A modest link

Oftentimes I despair over the quality of reasoning one finds on the typical op-ed page.  But then I read this, and I am reminded of how bad things could be.    

Update.  I forgot to mention this somewhat related matter.  I actually for the first time in my life got polled for a presidential election.  Aside from approve/disapprove questions regarding our current leader, the computer voice asked all sorts of questions about the current candidates.  When it got to Obama, it asked at least four questions about William Ayers, including this one: "What roll will William Ayers play in an Obama administration?"  Not sure what the sense of that was.

6 thoughts on “A modest link”

  1. Not sure what the sense of that was.

    Sometimes words are not used to make sense or logic but to just put a ‘boogie-man in the reader’s/listener’s ear’ — In this case, “William Ayers will play a role in an Obama administration.”

    http://www.pbs.org/wgbh/pages/frontline/programs/info/2703.html

    “FRONTLINE presents a spirited and revealing biography of Lee Atwater,
    the charming, Machiavellian godfather of modern, take-no-prisoners
    Republican political campaigns.”

  2. Another example of how logic and truth do not matter (and I wish I had NOT clicked on that link you provided as I feel like I have been smeared with dog-doo having done so) — some people just need to see a few words strung together and they will believe no matter what those words are if those words happen to reinforce their current belief system (“He who believeth in me…”).
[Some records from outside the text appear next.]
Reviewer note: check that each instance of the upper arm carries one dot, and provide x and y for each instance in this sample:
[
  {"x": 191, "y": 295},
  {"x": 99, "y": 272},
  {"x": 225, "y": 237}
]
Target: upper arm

    And some people know this and deliberatly spread lies.

    I think I’ll just play World of Warcraft from now until the election is over.

  3. mccain-aide-gave-reporters-inc.php

    Change the dashes to underscores to fix the posted link. (It’s due to WP translations.)

  4. I received a call from a political pollster back in July. It began normally enough but when the question was asked, who had I voted for in the primary, Hillary Clinton or Barack Obama, I began to suspect that this was not an unbiased, objective survey.

    The next question that tipped me off was a question about whether I had seen John McCain’s “Summer of Love” add which begins with hippies doing what hippies do then segways into McCain in a Vietnamese prison camp, and so on. There was not a corresponding question about any of Barack Obama’s ads.

    Then, the kicker where the pollster brought up John McCain’s policies in favor of more nuclear power, opening new locations to oil drilling, etcetera and contrasting it to Barack Obama’s opposition to nuclear power, drilling in ANWR, etcetera.

    “Is this a Republican sponsored survey?”

    “I’m not allowed to say who sponsors the survey.”

    “If you can’t tell me who you represent then I don’t intend to continue. I am hearing a definite bias in the survey. That last question was very leading and is clearly biased in favor of John McCain.”

    “Well, we’re almost done.”

    “Even so. I’m not going to continue this if I have no confidence in the objectiveness of the survey. If you were an unbiased source, you wouldn’t have a problem with letting me know why you represent.”

    “I’m not allowed to say.”

    “Which only reinforces my impression that this is a biased survey and the answers I give will not be accurately represented when analyzed and presented.”

    I should have asked to speak with her supervisor but, in all honesty, wasn’t entertained enough to want to prolong it.

  5. If you suspect it is biased it’s probably a “push-poll.”  Those guys are getting increasingly savvy and subtle nowadays.  I think because I’m nonaffiliated and active politically I get a few of them every election.  This time I got 3.  My policy is to keep them on the phone as long as possible so that I tie up a resource that cannot be used to call on anyone else.  I also answer their questions in ways that make no sense and skew their data. 

    But don’t mistake this for an information gathering poll – it is intended to influence voter opinion, not to measure it.